L’urto impetuoso di un bacio
a Cesare Pavese
22/03/1950
Verrà la morte e avrà i tuoi occhi
grandi profondi
verdi come il mare in cui s’immerge la scogliera.
Tu le hai dato il tuo sguardo
perché lei è cieca immobile e attende
che le maree le vengano incontro.
L’abbracciano con furia, le lacerano contro
una ad una le loro onde.
È lei che si scaglia all’improvviso
contro la tua nudità. Contro la nudità della speranza
che sola si piega davanti allo specchio
e vede alle spalle le onde risucchiare nel gorgo
tutti i dolori taciuti, tutte le parole vane,
tutto ciò che si è perduto.
Ritornano la memoria e le angosce
che ti camminano accanto come la donna scalza
che ha in gola un sorriso aspro di ruggine al sole
e tiene per mano un ragazzo
vergognoso di sognare giorno e notte
una vigna e un bosco che oscura
il cuore di mezza collina.
Nei loro sguardi opachi ci sono tutte le cose
che dovranno accadere.
27/08/1950
Così i tuoi occhi si aprivano e nasceva in te
una tenera intimità con la notte e la terra nuda
dove lei passava leggera come rondine o nube.
L’hai chiamata ed è giunta
con gli occhi piccoli e stretti come lame di coltello,
oscuri come gli angoli di una stanza buia
e la bocca nera di una pistola che ti morde alla tempia
con l’urto impetuoso di un bacio.
Eccola dunque l’amata
col suo passo leggero che chiude il dolore.
Ti ha teso le braccia e culla il tuo corpo indolente
come un tronco abbandonato alla speranza
ora che hai raggiunto nel forte dell’agosto
la città semivuota e le colline intorno
al di là della pianura fumosa.
22/03/1950 data in cui Pavese scrisse la poesia ” Verrà la morte e avrà i tuoi occhi”
27/08/1950 data in cui Pavese “con l’urto impetuoso di un bacio” si è tolta la vita.
Un ragazzo vergognoso di sognare giorno e notte,
in balia di un sogno infranto sottolineato dalla vergogna, dove per vergogna può anche dirsi il sentirsi ridicolo, in balia di una situazione dove non si vede una via di uscita.
Quando la sofferenza è elevata, si può impazzire.
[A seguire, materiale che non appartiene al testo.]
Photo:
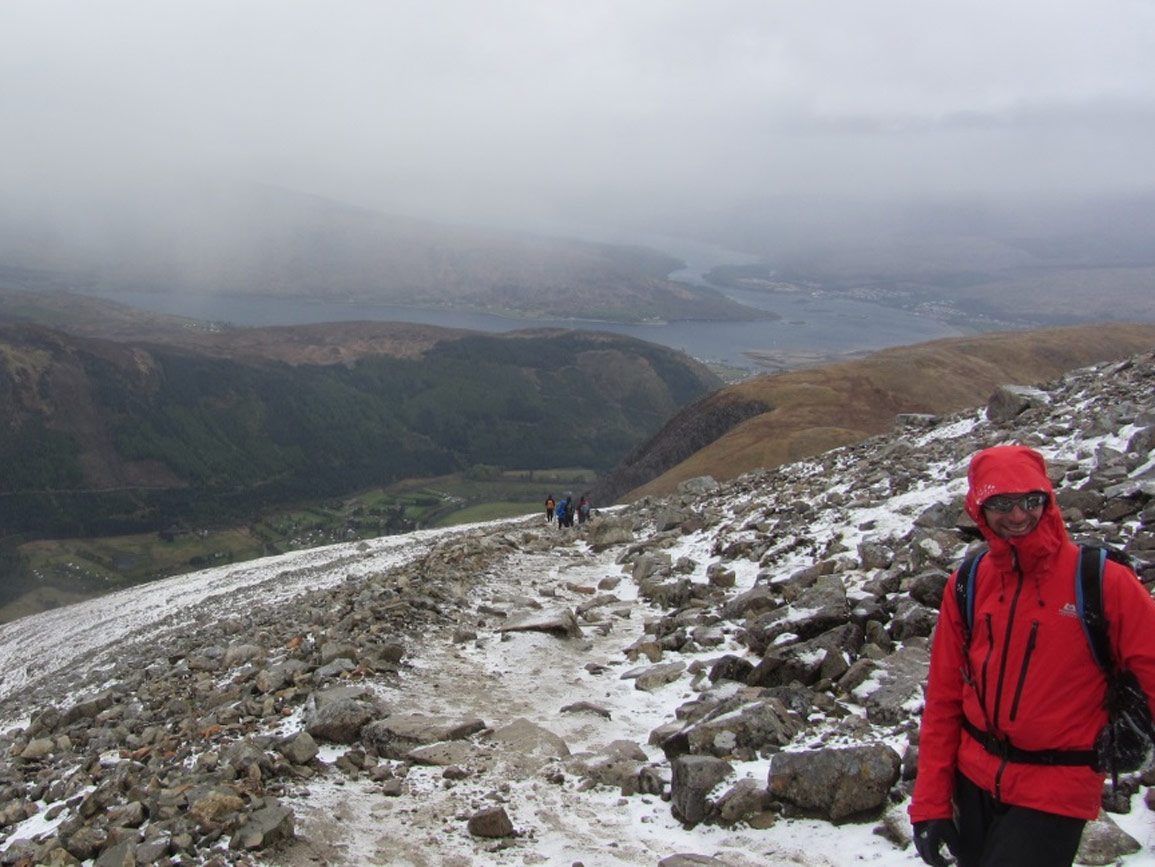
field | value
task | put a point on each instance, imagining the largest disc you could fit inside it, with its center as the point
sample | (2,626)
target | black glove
(929,839)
La sofferenza mentale è di gran lunga spesso più dolorosa della fisica, quindi la scelta di farla finire equivale a una eutanasia, a un atto di amore per se stessi, per chiudere un ciclo di dolore che ci ha distrutti.
Io penso che quest’uomo, molto intelligente, molto preparato nel suo lavoro, nei sentimenti non si sia dato con facilita’, ma abbia investito una sola volta in modo totale e abbia trovato l’inverno. Un inverno che non conosceva, che lo ha ucciso.